Pour Steve Potter, directeur général de la station de recherche environnementale SL Ross, à Ottawa, les barrages actuellement en usage ne réussissent à piéger le pétrole que dans des eaux qui se déplacent lentement, soit à une vitesse d'environ 1 nœud (moins de 2 kilomètres à l'heure). « Pour mieux réagir en pareille situation, il faudrait une nouvelle technologie, efficace dans des eaux à débit plus rapide, quelles que soient les conditions météorologiques », déclare-t-il.

L'occasion de mettre au point cette technologie est venue du Bureau of Safety Environmental Enforcement (BSEE), une agence gouvernementale américaine qui se consacre à l'amélioration de la détection, du confinement, du traitement et du nettoyage des déversements de pétrole. En effet, après avoir compris qu'il fallait créer et évaluer de nouveaux types de barrage, capables d'accélérer les opérations, Kristi McKinney, gestionnaire du programme de recherche du BSEE, a lancé un appel à projets aux chefs de l'industrie.

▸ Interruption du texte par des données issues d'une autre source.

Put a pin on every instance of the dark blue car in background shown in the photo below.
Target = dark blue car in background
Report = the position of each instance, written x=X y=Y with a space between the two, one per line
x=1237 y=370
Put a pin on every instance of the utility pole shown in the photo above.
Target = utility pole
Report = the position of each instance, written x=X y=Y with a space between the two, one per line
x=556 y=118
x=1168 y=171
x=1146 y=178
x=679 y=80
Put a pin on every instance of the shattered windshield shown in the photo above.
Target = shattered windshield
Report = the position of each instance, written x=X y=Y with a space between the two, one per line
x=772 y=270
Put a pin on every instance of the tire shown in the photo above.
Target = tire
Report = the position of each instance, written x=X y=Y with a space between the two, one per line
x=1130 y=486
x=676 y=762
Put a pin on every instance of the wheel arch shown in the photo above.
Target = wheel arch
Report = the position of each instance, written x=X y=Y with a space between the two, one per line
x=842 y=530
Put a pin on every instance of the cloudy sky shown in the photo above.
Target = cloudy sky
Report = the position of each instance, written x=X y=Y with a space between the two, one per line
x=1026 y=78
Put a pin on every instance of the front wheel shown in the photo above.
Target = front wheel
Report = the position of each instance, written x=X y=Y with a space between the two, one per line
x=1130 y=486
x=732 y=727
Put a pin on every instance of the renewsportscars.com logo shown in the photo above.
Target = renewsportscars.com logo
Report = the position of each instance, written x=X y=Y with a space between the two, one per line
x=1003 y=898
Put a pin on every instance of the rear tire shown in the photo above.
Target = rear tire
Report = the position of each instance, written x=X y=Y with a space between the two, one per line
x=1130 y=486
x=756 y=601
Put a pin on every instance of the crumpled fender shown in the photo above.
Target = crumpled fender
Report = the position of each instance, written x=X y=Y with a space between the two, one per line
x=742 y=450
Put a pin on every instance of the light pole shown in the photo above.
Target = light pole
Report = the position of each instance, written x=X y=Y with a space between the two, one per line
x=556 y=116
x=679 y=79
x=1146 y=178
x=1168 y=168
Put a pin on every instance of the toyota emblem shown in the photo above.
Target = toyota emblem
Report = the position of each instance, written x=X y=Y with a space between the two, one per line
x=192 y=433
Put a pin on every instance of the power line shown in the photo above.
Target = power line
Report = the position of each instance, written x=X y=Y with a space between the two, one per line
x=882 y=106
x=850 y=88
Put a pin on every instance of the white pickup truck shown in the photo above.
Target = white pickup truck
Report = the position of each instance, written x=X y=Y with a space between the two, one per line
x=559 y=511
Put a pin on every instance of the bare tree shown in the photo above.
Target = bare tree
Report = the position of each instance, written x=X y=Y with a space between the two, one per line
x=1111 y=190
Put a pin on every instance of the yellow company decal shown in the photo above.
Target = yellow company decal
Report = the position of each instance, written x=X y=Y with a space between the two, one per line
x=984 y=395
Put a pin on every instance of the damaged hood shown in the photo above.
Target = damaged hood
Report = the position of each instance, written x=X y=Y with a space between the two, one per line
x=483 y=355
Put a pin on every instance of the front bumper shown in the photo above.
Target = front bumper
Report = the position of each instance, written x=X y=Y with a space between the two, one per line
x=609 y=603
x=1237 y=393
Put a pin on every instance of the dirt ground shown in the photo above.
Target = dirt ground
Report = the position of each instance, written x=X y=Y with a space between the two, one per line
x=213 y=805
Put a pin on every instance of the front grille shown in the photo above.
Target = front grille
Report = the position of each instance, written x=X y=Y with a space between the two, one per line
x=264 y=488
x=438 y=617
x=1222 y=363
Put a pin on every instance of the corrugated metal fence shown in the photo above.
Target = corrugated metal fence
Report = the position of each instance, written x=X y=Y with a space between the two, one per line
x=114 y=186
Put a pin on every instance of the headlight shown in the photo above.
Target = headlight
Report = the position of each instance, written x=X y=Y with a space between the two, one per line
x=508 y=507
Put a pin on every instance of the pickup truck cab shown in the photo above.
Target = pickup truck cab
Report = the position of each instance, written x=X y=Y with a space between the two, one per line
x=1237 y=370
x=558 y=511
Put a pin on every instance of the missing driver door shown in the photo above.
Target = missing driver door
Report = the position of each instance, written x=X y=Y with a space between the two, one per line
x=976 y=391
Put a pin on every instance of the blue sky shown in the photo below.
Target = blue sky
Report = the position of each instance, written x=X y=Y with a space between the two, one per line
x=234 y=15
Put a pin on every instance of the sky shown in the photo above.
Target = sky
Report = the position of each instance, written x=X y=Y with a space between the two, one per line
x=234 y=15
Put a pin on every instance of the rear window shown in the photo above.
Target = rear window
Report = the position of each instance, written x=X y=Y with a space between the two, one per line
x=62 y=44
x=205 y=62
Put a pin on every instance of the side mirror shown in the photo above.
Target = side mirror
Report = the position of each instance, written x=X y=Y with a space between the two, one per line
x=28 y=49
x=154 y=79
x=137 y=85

Simulation en 2D de la dynamique numérique des fluides du même cas décrit ci-dessus avec du pétrole et de l'eau s'écoulant de droite à gauche. Les couleurs indiquent le débit horizontal de l'eau. Le bleu indique un débit d'eau élevé et le rouge un débit plus lent, ce qui montre que les grillages ralentissent le débit de l'eau de surface. Ainsi, le barrage principal réussit à contenir le pétrole.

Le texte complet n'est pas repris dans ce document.